Greater Manchester Mayor Andy Burnham speaks to Granada Reports presenter Lucy Meacock about removing the charge and what is next for the Clean Air Zone.
Greater Manchester's Clean Air Zone should no longer charge high emission vehicles who do not meet specifications, Mayor Andy Burnham has said.
The controversial scheme is due to be introduced across the city region in May in an attempt to reduce harmful air pollution.
Original plans stated that commercial and passenger vehicles deemed as 'most polluting' would have to pay a daily charge to travel, ranging from £60 for HGVs and coaches, to £7.50 for taxis.
But serious concerns have been raised about the Clean Air Zone, or CAZ, with the first few weeks of 2022 dominated by complaints.
Taxi drivers and small business owners say the additional charges created by the CAZ could kill their business, and have complained that they are not being offered enough assistance to buy new lower-emission vehicles.

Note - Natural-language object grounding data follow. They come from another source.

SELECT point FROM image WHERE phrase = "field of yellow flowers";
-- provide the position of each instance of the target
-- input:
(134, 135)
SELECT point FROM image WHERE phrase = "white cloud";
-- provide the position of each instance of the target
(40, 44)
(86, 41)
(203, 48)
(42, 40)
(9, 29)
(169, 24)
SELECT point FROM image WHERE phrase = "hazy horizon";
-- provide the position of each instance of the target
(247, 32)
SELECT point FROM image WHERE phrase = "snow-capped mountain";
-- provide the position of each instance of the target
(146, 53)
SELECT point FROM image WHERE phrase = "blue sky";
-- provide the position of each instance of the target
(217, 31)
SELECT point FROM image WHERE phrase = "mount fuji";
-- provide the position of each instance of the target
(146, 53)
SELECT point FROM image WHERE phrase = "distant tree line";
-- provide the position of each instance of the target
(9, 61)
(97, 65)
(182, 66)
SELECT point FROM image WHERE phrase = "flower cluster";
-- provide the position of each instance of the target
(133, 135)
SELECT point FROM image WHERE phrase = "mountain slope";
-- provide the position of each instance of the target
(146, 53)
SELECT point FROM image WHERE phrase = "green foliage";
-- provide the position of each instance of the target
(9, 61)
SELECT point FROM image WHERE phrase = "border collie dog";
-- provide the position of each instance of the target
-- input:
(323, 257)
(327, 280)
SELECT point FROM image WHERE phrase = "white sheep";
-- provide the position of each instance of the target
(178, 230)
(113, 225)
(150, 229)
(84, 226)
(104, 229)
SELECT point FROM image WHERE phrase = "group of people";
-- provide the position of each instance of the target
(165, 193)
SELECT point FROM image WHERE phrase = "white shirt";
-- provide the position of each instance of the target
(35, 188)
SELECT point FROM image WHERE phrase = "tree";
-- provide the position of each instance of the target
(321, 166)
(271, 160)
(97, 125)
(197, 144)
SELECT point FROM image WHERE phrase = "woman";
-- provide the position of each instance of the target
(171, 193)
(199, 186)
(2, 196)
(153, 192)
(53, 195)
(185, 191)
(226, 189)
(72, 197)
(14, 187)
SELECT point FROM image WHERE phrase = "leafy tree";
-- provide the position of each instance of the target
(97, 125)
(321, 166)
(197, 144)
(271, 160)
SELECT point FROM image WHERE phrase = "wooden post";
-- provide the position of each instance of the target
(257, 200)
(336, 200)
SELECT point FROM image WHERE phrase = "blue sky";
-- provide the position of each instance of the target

Taxi drivers in Greater Manchester staged a go-slow protest on Thursday.
Now Mayor Andy Burnham has said he wants the CAZ to continue - but has asked the government to remove the 'punitive' charges.
Stating that he is "responding to the concerns people have raised", Burnham says he has written to Environment Secretary George Eustice to issue new directions.
In a statement he said The CAZ should continue to go ahead "but as a non-charging GM-wide Category B CAZ (including buses, HGVs and non-GM registered taxis)."
He added: "This will allow people time to adjust and, instead of fines, people will be contacted to advise to where they can find support."
He also said: "All private-use leisure vehicles - such as motorhomes, camper-vans and horseboxes, as well as cars, motorbikes and mopeds - [should be] permanently exempted from the CAZ."
Blaming Prime Minister Boris Johnson for requiring the scheme and placing "a legal direction on each of our ten councils" to implement it, Burnham said it was the "government’s legal direction" that made the scheme "unworkable".
He said: "The current Greater Manchester Clean Air Zone (CAZ) was designed before the pandemic.
"It was based on a legal direction from the Government requiring action in all 10 Greater Manchester boroughs to clean up the air and compliance in as short a time as possible and by no later than by 2024.
"It is the nature of this Government direction, and the tight timetable, which has shaped the CAZ proposal, together with the Government’s requirement to use a charging CAZ as the default option.
"We have repeatedly raised concerns over a number of years about the level of funding being offered by the Government to help people upgrade vehicles.
"These concerns intensified last year when the effects of the pandemic became clear."
ITV Granada Reports has contacted DEFRA for a statement.